Um concelho sem rumo? (II)

O vereador responsável pelo Planeamento Estratégico anunciou, no final do ano passado (no âmbito do Salão Imobiliário de Lisboa), que Odivelas pretende tornar-se, num futuro próximo, um pólo de localização de universidades e de empresas com elevada incorporação tecnológica. Em particular, nas antigas instalações da Cometna (Famões), vai surgir um parque de escritórios de arquitectura futurista e com jardins suspensos dirigido a esse tipo de empresas. A imprensa local deu grande destaque a esse anúncio e até comparou o vereador ao mago George Lucas, o criador da saga "Star Wars"!
O Mestre Yoda, provavelmente o maior Jedi de todos os tempos, diria: "Muita prudência devemos ter"!
De facto, na Grande Lisboa já existe um pólo desse tipo, aliás, fluorescente: o eixo Miraflores - Carnaxide - Porto Salvo - Tagus Park (Oeiras), também conhecido como "Corredor Oeste" no mercado imobiliário. Mais recentemente, também o Parque das Nações se tem afirmado como local de implantação de algumas empresas tecnológicas. A ideia é, portanto, requentada.
Adicionalmente, importa notar que é muito difícil criar, numa área metropolitana como Lisboa, uma localização "premium" de escritórios, capaz de atrair empresas com elevada incorporação tecnológica ou ligadas aos serviços avançados de apoio às empresas (telecomunicações, produção de "software", consultoria avançada, etc.). De facto, nos últimos 20 anos, apenas foram criadas, grosso modo, três novas zonas de escritórios desse tipo na Grande Lisboa, para além da natural expansão para Norte do eixo Av. da Liberdade - Baixa, em direcção às Avenidas Novas.
As Amoreiras, a mais antiga dessas novas zonas, resultou originalmente de um investimento privado e inesperado, que renovou por completo um antigo parque de estacionamento dos autocarros da Carris. O empreendimento das Amoreiras surge com a entrada de Portugal na então Comunidade Europeia e com tudo o que isso significou em termos de oportunidades de negócio para os serviços avançados.
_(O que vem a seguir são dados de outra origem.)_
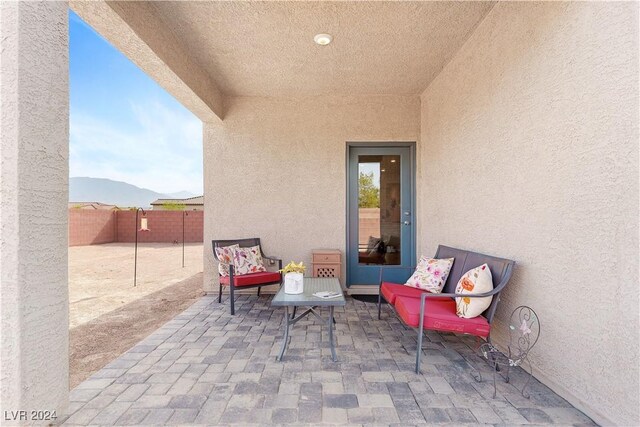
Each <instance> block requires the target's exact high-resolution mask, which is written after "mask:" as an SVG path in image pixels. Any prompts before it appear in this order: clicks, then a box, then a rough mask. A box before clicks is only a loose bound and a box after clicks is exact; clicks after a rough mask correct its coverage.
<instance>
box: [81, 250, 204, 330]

Apostou na arquitectura espectáculo e em altura - explorando magníficas vistas sobre Lisboa e arredores - e num conceito inovador em meados da década de 80: a associação entre um centro comercial organizado em ruas e praças (ele próprio inovador), torres de escritórios e habitação de luxo, que permitiu tornar as Amoreiras num símbolo do Portugal europeu e aberto à sociedade do consumo. Notar que as Amoreiras inserem-se num bairro que já era (e é) um local de habitação de prestígio - veja-se, por exemplo, o famoso Bloco das Águas Livres, uma obra-prima da arquitectura moderna portuguesa - e aproveita a excelente acessibilidade à Auto-Estrada de Cascais (A5).
O citado "Corredor Oeste" aproveita igualmente essa acessibilidade e é servido também por um grande centro comercial, gémeo do "nosso" Odivelas Parque. Está inevitavelmente associado à visão do Dr. Isaltino de Morais, que soube importar para Oeiras (e para Portugal), no momento certo, um conceito muito em moda na década de 80 do Séc. XX, nomeadamente, em Inglaterra: os parques de ciência e tecnologia, que procuram fomentar os "spin-offs" tecnológicos entre a universidade e a empresa mediante a instalação de ambas num mesmo "campus". O Tagus Park, juntamente com a conclusão da A5, acabou por induzir a instalação de vários parques de escritórios que atraíram, fundamentalmente, empresas ligadas a sectores com forte incorporação tecnológica. Notar que Oeiras (e Cascais) eram já locais de habitação de prestígio quando o fenómeno dos parques de escritórios surge aí em força. Aliás, é difícil não associar o mesmo a uma das grandes verdades da Grande Lisboa: é óptimo viver na Linha mas terrivelmente complicado comutar todos os dias com Lisboa, o que poderá ter incentivado muitas empresas a deslocalizarem-se de Lisboa para Oeiras, ou a instalarem-se de raiz neste último concelho.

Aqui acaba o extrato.